La sénatrice Batters : Je comprends. Vous n'avez jamais siégé à ce genre de comité.
M. Wittmann : Tout ce que je peux vous dire, c'est qu'il y aura un arriéré. Il y a en avait un auparavant du fait que l'on ne pouvait traiter qu'un nombre limité de dossiers à chaque réunion. Est-ce que le nouveau processus va prévoir un plus grand nombre de réunions? C'est chose possible. Il se peut également que l'on ajoute des réunions pour faire du rattrapage. Je l'ignore.

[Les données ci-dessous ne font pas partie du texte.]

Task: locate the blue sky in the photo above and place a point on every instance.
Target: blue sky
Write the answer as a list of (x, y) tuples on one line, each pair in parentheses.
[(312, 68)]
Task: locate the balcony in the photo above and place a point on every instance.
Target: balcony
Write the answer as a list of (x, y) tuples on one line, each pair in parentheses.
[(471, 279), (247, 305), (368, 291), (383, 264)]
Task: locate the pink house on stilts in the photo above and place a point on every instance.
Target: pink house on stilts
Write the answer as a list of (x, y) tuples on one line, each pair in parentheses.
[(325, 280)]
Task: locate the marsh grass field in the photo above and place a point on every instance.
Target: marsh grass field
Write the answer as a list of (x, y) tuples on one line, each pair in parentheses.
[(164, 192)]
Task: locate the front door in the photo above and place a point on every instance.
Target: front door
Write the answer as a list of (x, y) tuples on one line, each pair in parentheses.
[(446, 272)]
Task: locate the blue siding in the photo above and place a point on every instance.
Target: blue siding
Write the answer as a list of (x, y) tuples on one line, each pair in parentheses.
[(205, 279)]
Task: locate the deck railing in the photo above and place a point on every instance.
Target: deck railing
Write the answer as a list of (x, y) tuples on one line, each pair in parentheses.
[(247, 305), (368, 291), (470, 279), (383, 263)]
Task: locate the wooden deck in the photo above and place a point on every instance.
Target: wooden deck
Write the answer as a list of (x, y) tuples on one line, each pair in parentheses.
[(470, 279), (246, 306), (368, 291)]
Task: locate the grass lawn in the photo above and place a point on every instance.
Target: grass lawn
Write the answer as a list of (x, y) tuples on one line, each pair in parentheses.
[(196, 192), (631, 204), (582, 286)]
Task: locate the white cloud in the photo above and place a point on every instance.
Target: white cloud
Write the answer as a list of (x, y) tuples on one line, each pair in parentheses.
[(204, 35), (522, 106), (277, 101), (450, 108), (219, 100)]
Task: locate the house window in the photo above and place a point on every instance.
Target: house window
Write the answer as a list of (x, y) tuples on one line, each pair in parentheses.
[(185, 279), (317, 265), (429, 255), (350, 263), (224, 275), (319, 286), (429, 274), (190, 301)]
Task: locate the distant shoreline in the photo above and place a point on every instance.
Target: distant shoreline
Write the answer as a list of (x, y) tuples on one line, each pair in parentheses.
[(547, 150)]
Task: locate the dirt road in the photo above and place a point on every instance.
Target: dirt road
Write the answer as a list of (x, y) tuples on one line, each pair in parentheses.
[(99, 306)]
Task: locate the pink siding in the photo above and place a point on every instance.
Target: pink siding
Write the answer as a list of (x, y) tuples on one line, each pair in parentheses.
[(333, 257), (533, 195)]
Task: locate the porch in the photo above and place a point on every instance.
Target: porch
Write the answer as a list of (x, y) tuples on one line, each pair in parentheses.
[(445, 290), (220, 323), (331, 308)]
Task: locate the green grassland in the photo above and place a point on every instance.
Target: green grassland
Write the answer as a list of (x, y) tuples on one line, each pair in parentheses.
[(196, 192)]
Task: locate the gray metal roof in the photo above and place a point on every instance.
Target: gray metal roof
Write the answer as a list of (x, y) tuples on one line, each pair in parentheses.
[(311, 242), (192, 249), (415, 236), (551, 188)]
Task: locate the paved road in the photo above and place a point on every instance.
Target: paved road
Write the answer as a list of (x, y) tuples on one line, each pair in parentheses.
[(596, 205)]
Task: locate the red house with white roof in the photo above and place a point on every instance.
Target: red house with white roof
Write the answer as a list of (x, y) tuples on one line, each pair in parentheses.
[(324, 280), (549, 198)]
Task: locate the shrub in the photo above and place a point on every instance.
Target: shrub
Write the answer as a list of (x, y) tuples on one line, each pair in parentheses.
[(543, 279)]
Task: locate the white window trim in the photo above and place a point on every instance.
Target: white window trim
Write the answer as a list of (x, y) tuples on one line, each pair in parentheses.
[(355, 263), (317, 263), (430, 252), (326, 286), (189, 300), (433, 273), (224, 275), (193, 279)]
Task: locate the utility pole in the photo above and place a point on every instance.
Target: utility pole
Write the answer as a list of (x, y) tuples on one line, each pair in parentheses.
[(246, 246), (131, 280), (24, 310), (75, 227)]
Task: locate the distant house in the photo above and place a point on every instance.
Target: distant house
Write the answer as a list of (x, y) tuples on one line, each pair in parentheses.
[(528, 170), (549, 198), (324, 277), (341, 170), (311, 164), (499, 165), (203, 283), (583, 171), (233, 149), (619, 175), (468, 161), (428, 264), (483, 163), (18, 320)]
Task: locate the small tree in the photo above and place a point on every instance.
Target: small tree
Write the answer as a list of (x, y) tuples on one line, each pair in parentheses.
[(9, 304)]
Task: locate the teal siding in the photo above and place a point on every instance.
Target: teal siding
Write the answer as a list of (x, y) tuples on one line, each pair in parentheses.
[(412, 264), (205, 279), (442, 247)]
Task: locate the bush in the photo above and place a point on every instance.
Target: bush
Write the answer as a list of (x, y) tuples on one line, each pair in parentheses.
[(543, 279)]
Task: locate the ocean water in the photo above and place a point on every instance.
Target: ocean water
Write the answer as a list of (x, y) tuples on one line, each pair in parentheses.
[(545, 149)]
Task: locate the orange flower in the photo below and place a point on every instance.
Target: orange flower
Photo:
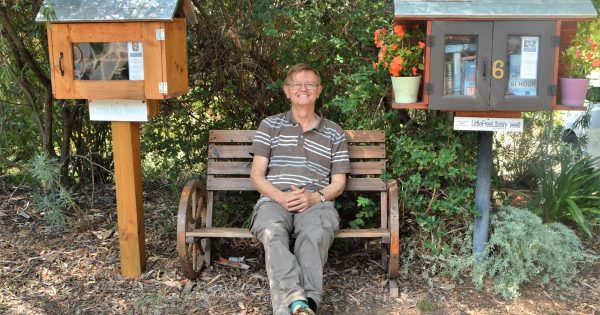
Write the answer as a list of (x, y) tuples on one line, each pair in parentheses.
[(396, 66), (382, 52), (378, 42), (399, 30)]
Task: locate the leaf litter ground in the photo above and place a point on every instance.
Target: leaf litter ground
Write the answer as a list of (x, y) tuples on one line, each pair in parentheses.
[(77, 272)]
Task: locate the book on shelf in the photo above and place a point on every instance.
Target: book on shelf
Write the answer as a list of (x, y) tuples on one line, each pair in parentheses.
[(470, 77)]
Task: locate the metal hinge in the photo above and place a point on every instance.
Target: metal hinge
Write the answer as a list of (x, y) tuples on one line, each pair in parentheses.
[(430, 40), (160, 34), (552, 90), (428, 88), (162, 88)]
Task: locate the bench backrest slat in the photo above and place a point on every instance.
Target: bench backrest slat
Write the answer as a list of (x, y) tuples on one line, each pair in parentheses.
[(243, 152), (244, 184), (241, 136), (243, 168), (229, 160)]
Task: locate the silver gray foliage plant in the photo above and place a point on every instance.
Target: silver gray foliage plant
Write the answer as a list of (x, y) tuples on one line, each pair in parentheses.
[(522, 249)]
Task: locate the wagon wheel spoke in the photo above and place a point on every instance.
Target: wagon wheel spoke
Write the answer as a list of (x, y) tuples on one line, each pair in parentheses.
[(192, 210)]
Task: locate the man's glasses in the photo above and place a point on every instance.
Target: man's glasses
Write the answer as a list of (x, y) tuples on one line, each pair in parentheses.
[(298, 85)]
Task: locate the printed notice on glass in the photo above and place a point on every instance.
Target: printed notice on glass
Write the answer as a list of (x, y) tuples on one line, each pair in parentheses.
[(118, 110), (529, 57), (136, 60), (488, 124)]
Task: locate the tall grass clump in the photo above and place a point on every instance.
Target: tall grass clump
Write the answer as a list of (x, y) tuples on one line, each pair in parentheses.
[(571, 195), (51, 199)]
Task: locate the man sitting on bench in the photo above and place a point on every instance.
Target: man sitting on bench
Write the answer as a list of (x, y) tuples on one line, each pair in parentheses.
[(299, 166)]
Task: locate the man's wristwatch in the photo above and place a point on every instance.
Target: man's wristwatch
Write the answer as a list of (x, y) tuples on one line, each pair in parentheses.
[(322, 196)]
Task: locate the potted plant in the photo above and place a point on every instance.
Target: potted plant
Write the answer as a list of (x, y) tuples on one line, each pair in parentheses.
[(401, 53), (580, 59)]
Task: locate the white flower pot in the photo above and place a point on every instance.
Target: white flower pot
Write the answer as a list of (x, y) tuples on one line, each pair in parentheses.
[(406, 89)]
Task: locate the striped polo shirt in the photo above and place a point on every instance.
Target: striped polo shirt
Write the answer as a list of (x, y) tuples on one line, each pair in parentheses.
[(304, 159)]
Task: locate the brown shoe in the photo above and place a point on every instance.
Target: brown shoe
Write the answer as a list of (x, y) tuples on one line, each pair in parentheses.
[(303, 311)]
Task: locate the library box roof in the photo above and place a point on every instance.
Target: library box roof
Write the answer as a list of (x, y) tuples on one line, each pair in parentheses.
[(72, 11), (494, 9)]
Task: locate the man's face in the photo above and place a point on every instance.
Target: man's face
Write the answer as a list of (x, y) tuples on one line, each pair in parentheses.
[(303, 89)]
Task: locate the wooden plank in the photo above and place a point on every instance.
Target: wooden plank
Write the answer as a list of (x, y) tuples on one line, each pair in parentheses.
[(153, 108), (58, 43), (245, 233), (231, 135), (153, 60), (244, 184), (345, 233), (494, 114), (130, 211), (243, 168), (370, 136), (108, 89), (228, 168), (241, 136), (367, 152), (220, 232), (365, 184), (243, 152), (426, 77), (176, 71), (106, 32)]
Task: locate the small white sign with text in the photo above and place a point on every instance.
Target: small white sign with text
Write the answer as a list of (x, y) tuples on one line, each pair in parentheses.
[(118, 110), (488, 124)]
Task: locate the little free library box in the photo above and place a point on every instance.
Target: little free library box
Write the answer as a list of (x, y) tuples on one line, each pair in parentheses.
[(129, 49)]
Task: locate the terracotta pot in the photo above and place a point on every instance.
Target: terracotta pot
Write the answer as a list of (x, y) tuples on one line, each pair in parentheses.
[(573, 91), (406, 89)]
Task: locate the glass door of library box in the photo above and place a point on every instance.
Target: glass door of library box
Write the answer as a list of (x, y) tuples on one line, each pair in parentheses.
[(495, 65)]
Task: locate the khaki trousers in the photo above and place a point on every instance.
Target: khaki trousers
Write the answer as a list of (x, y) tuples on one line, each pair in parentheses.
[(297, 275)]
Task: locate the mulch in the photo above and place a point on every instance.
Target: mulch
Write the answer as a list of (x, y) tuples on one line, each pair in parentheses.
[(43, 271)]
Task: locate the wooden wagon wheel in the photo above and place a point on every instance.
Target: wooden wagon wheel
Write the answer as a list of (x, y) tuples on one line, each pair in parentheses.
[(192, 215)]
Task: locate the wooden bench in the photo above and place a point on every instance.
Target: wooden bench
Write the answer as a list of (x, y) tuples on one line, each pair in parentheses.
[(228, 169)]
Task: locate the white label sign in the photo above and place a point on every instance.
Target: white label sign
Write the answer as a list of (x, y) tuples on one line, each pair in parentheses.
[(135, 56), (488, 124), (118, 110), (529, 57)]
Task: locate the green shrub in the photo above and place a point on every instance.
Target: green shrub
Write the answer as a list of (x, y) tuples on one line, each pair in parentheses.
[(522, 249), (572, 195), (435, 167), (52, 198)]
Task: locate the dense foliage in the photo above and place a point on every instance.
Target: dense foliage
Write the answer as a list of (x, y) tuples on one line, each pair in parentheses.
[(522, 249), (238, 54)]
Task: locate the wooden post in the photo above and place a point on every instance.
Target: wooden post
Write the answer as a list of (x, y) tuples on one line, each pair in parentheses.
[(483, 191), (130, 211)]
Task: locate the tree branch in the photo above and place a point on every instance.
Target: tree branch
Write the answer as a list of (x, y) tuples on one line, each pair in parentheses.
[(12, 35)]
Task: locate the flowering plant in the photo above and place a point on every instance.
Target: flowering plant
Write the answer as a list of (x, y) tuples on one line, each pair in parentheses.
[(581, 58), (400, 50)]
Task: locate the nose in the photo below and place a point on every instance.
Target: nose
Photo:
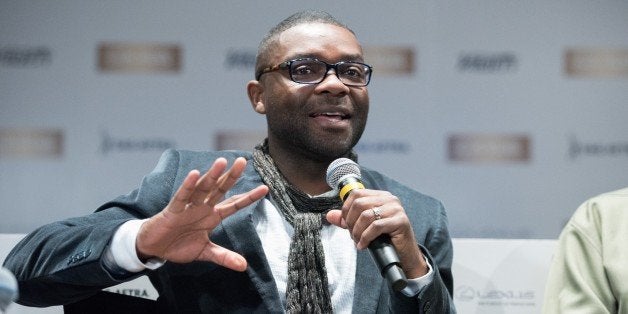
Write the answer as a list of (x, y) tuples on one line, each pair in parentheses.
[(332, 84)]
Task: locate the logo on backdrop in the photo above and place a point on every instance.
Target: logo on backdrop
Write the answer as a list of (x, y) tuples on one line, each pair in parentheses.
[(491, 148), (110, 144), (25, 57), (496, 297), (31, 143), (240, 59), (139, 57), (390, 60), (487, 62), (596, 62), (383, 147), (581, 149)]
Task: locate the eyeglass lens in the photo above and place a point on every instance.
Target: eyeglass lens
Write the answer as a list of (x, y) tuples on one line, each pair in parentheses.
[(314, 71)]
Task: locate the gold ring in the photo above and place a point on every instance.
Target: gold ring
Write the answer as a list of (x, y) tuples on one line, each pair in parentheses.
[(377, 213)]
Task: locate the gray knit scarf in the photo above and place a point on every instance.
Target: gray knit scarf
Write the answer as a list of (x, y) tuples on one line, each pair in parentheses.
[(308, 289)]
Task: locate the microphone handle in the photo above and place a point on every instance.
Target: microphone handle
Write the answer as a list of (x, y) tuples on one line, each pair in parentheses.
[(385, 256), (381, 249)]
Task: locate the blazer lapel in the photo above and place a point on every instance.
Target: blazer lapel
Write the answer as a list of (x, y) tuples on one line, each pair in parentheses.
[(242, 234), (368, 283)]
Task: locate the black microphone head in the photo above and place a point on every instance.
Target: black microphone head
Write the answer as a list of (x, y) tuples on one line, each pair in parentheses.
[(8, 289), (341, 169)]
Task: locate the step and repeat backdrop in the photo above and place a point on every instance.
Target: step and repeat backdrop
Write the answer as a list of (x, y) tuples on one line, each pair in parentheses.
[(510, 112)]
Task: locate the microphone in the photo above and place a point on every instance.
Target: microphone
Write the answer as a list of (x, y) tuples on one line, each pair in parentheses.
[(344, 176), (8, 289)]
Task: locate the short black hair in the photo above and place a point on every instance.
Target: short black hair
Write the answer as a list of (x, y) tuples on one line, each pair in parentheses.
[(302, 17)]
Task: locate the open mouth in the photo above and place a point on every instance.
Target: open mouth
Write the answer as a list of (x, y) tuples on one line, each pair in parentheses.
[(331, 115)]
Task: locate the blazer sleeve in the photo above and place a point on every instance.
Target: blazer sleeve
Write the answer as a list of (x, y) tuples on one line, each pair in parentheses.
[(61, 262)]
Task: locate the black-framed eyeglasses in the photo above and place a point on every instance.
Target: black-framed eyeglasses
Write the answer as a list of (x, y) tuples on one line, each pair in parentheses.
[(314, 71)]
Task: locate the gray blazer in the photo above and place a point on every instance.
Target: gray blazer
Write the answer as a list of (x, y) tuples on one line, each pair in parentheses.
[(61, 262)]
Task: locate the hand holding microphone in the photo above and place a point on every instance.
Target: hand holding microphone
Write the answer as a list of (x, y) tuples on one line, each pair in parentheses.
[(344, 176)]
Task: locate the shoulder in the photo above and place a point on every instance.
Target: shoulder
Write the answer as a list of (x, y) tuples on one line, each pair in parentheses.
[(186, 158), (604, 211), (418, 206), (380, 181)]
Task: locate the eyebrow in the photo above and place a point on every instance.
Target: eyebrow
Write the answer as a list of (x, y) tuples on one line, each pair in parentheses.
[(355, 57)]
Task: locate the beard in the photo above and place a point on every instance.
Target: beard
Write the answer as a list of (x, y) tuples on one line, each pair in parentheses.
[(295, 132)]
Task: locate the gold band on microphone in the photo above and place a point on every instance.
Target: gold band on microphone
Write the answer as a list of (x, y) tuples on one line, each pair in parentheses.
[(344, 192)]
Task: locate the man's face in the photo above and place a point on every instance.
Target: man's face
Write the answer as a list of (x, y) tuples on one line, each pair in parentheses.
[(324, 120)]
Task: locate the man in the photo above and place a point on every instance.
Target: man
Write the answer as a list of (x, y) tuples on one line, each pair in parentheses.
[(271, 246), (588, 272)]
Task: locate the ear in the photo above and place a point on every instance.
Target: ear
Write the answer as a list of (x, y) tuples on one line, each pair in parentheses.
[(256, 91)]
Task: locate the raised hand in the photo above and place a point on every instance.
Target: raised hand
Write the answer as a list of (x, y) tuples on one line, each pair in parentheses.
[(180, 232)]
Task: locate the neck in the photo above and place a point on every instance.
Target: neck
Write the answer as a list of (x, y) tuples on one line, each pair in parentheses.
[(306, 174)]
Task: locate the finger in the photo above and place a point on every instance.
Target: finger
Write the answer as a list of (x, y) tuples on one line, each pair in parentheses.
[(226, 181), (390, 225), (223, 257), (206, 183), (182, 196), (362, 201), (237, 202), (334, 217)]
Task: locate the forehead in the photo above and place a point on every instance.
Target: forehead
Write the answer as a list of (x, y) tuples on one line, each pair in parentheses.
[(324, 41)]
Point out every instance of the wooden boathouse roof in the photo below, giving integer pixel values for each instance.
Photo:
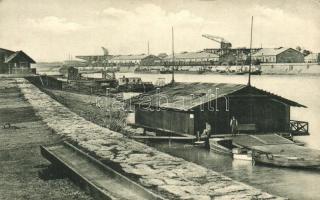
(185, 96)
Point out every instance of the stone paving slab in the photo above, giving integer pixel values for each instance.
(172, 177)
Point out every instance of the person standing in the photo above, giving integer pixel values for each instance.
(234, 125)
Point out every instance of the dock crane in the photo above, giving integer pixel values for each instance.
(224, 44)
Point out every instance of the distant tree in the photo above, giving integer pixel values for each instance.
(298, 48)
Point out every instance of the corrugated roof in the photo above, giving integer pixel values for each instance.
(185, 96)
(192, 55)
(129, 57)
(14, 55)
(312, 56)
(270, 51)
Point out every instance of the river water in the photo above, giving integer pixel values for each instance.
(292, 183)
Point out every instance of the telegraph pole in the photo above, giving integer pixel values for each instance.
(249, 80)
(173, 61)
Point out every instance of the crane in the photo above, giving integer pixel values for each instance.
(224, 44)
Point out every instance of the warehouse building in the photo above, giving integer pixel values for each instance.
(278, 55)
(312, 58)
(187, 107)
(12, 62)
(186, 58)
(128, 59)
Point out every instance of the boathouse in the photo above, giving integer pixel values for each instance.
(187, 107)
(15, 62)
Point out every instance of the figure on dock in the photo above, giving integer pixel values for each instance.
(206, 133)
(234, 125)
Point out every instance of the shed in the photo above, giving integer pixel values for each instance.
(186, 107)
(278, 55)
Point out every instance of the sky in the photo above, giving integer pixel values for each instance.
(51, 30)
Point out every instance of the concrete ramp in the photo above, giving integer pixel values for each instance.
(96, 178)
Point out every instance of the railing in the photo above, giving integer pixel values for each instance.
(299, 128)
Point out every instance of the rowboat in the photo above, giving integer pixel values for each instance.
(290, 155)
(221, 145)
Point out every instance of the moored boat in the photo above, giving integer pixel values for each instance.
(284, 161)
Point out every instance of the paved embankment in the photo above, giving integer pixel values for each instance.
(20, 159)
(173, 178)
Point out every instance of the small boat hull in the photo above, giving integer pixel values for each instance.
(242, 157)
(217, 146)
(282, 161)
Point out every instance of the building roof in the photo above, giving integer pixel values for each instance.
(129, 57)
(312, 56)
(270, 51)
(6, 51)
(17, 54)
(185, 96)
(192, 55)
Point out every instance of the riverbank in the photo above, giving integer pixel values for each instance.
(20, 159)
(171, 177)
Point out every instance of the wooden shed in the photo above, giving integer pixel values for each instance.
(186, 107)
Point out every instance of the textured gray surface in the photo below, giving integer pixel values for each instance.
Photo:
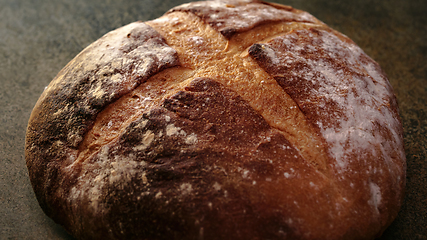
(38, 38)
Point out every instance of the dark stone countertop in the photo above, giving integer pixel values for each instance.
(38, 38)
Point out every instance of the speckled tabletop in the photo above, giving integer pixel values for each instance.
(38, 38)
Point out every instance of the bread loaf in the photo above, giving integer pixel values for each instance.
(219, 120)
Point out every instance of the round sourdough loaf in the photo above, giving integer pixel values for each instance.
(219, 120)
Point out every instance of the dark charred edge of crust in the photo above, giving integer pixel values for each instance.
(168, 166)
(47, 147)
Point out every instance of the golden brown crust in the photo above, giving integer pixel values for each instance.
(219, 120)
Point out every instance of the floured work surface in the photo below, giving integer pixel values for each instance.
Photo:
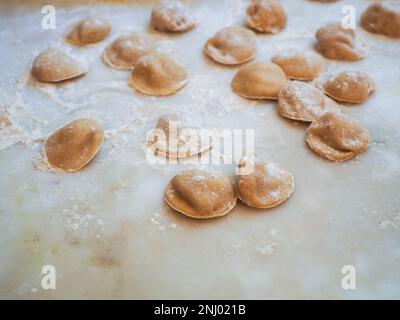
(106, 229)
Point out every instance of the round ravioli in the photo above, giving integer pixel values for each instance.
(303, 102)
(300, 65)
(232, 45)
(336, 137)
(335, 42)
(53, 65)
(73, 146)
(383, 19)
(88, 31)
(263, 185)
(173, 141)
(124, 52)
(158, 75)
(200, 194)
(266, 16)
(172, 16)
(350, 86)
(259, 80)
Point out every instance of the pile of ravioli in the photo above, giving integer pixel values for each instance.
(291, 77)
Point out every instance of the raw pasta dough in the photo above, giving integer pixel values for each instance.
(73, 146)
(304, 102)
(266, 16)
(172, 16)
(88, 31)
(53, 65)
(259, 80)
(266, 187)
(124, 52)
(336, 137)
(335, 42)
(158, 75)
(350, 86)
(200, 194)
(232, 45)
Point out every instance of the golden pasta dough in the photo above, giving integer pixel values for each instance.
(172, 141)
(379, 18)
(200, 194)
(259, 80)
(172, 16)
(158, 75)
(53, 65)
(300, 65)
(266, 16)
(73, 146)
(88, 31)
(350, 86)
(267, 185)
(124, 52)
(232, 45)
(303, 102)
(336, 137)
(335, 42)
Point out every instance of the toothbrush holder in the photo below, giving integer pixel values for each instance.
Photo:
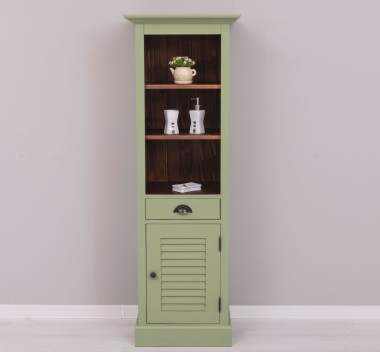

J'ai aussi appris qu'il y aurait des séances de formation pour les membres ces comités, et je pense que c'est une bonne idée. Mais je répète que je ne sais pas combien de temps il faudra pour que ces comités puissent se mettre au travail.
[Français]
Le sénateur Dagenais : La mise en place de mesures pour réduire les délais nécessitera la participation de tous les intervenants. Du côté des juges, vous avez parlé d'une formation ou de directives spéciales pour que des décisions soient prises qui auront un impact important sur les délais. Pourriez-vous nous expliquer comment se déroulent les échanges sur ce sujet?
[Traduction]
M. Wittmann : Je vous prie de m'excuser, mais je ne suis pas sûr d'avoir bien compris la question.
[Français]
Le sénateur Dagenais : Lorsque vous recevez de la formation ou des directives visant à réduire les délais dans les cours de justice, comment ces directives ou ces formations se déroulent-elles? Est-ce qu'on vous dit : « Voici ce que vous devez faire. », ou est-ce qu'il s'agit plutôt d'échanges avec les gens qui sont responsables de la formation?
[Traduction]
M. Wittmann : La formation dont je parlais est celle des membres du comité consultatif pour la nomination des juges. Je ne sais pas en quoi consiste ou consistera cette formation. Pour que les choses soient bien claires, disons que je ne fais pas partie de ce comité — il y a un juge de la Cour d'appel qui est en membre — ce qui fait que je ne sais pas ce que comprendra cette formation.
[Français]
Le sénateur Dagenais : Normalement, en tant que juge, vous recevez tous les ans une formation de deux ou trois semaines. Est-ce que, durant ces formations, on vous indique quoi faire pour écourter les délais dans les cours de justice?
[Traduction]
M. Wittmann : Je crois que la plupart de mes collègues au Canada préféreraient que l'on parle d'éducation judiciaire continue, plutôt que de formation. Nous avons des programmes d'éducation, tant à l'intérieur de la province pour tous les membres de nos tribunaux, que dans tout le pays à l'intention des juges. Ces programmes traitent d'un large éventail d'enjeux avec lesquels nous devons composer dans notre rôle de juge.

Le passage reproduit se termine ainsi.